Dans ce pays d’Amérique centrale de 10 millions d’habitants, en proie à la violence des trafiquants de drogue, qui ont étendu leur corruption jusqu’au plus haut niveau de l’État, la participation des électeurs s’est établie à un niveau « historique » dépassant les 60 %, selon le Conseil National électoral (CNE).

Le CNE a exhorté les candidats et les électeurs à attendre les résultats définitifs.

Cependant, des tirs de feux d’artifice, des cris de joie et des cortèges de voitures klaxonnant ont fêté dans la nuit à Tegucigalpa la victoire de la candidate.  

Mme Xiomara Castro a promis dès dimanche soir de « former un gouvernement de réconciliation » et d’instaurer une « démocratie participative ». « Je tends la main à mes opposants, car je n’ai pas d’ennemis », a-t-elle dit en promettant de chasser « la haine, la corruption, le trafic de drogue, le crime organisé… »

« Besoin de changement »

Le candidat du Parti National, Nasry Asfura, s’est engagé à respecter le résultat du vote et a demandé que ne coule « pas une goutte de sang ».  
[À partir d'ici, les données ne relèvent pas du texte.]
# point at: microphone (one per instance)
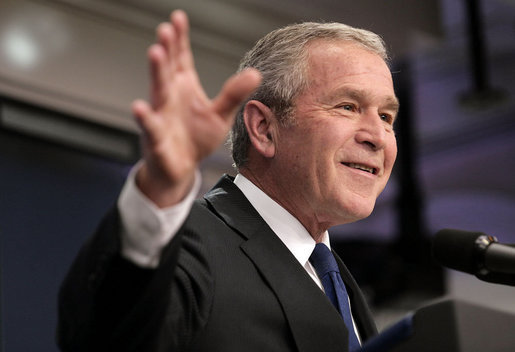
(475, 253)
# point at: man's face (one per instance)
(336, 159)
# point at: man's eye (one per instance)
(387, 118)
(347, 107)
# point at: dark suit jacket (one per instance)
(226, 282)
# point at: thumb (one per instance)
(235, 90)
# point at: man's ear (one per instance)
(260, 123)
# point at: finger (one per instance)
(182, 55)
(146, 119)
(159, 73)
(168, 39)
(235, 90)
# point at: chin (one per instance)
(356, 212)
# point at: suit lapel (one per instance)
(314, 323)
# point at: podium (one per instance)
(448, 326)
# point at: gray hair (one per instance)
(281, 58)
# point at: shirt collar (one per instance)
(289, 230)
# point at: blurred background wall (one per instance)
(69, 70)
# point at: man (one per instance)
(314, 146)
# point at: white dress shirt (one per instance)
(146, 229)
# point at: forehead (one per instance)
(336, 59)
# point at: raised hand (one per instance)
(181, 125)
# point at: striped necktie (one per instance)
(327, 269)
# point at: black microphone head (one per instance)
(457, 249)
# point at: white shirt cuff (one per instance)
(146, 228)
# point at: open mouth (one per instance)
(361, 167)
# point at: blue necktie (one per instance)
(327, 269)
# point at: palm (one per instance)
(182, 126)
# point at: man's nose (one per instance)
(372, 131)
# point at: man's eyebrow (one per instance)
(391, 102)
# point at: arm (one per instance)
(180, 127)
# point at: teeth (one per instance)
(361, 167)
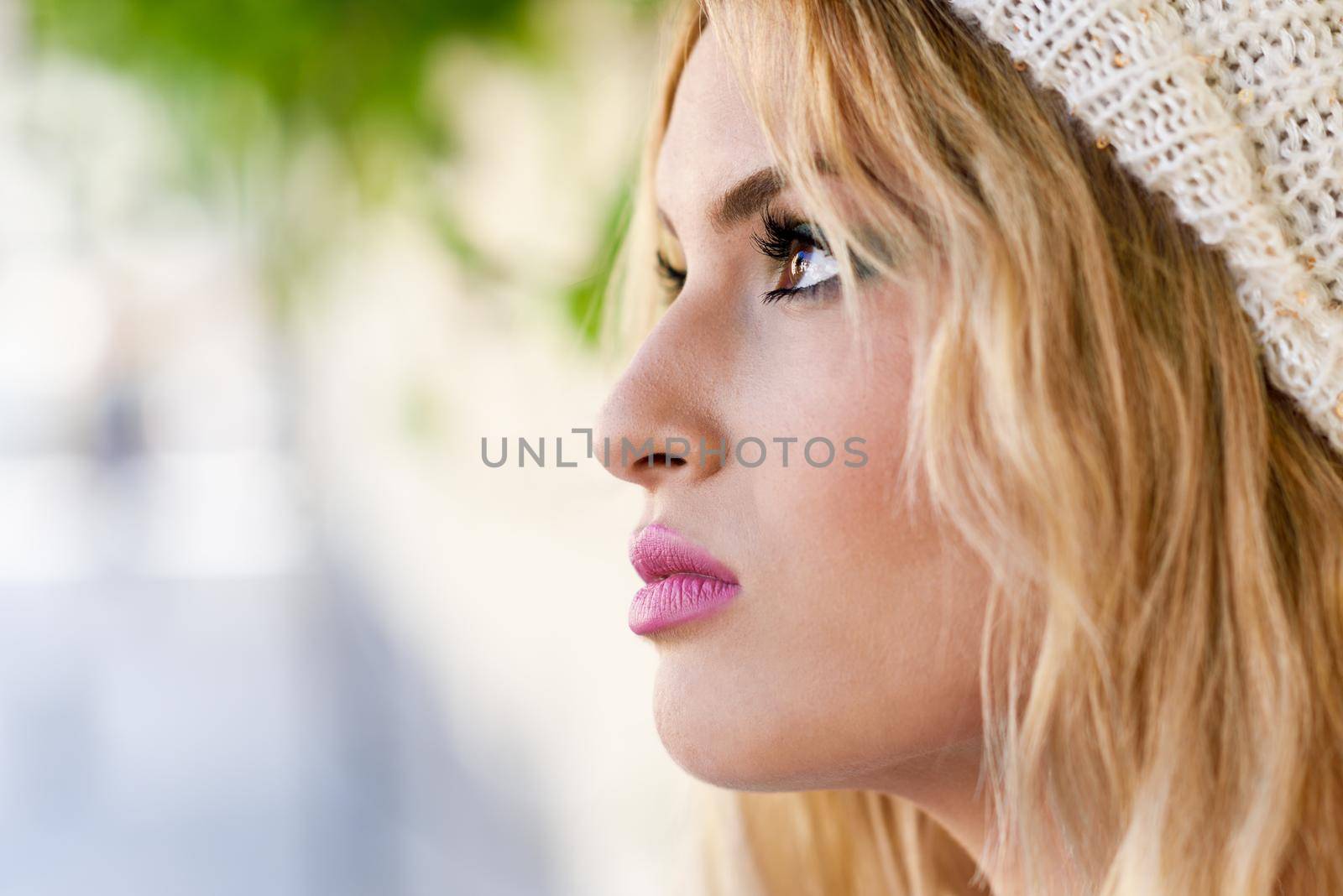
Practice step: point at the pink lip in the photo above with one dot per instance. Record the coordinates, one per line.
(685, 582)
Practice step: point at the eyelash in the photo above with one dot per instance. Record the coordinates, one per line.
(779, 242)
(673, 278)
(779, 239)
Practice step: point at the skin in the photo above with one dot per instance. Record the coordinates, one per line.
(849, 659)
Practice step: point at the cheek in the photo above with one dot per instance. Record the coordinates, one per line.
(854, 643)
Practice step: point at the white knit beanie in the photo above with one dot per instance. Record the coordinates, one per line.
(1232, 109)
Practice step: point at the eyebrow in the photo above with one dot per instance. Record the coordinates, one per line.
(745, 199)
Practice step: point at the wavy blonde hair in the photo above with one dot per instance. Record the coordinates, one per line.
(1090, 411)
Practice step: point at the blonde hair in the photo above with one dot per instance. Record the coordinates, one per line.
(1091, 412)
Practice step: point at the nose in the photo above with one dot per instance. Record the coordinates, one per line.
(662, 423)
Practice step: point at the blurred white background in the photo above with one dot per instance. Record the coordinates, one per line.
(268, 623)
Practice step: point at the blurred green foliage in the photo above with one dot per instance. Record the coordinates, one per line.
(250, 82)
(346, 66)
Les manifestations de la nuit ont été pacifiques.  

« Cette tranquillité nous la devons à ce résultat clair, mais il nous manque encore beaucoup de maturité démocratique », estime pour l’AFP Eugenio Sosa, sociologue à l’Université nationale. « S’il n’y avait qu’une différence d’un ou deux points, nous serions dans un contexte différent, compliqué », ajoute-t-il.  

Les autorités avaient mobilisé 42 000 militaires et policiers pour surveiller le vote et parer à des troubles éventuels. Outre leur président, les électeurs devaient élire députés et maires.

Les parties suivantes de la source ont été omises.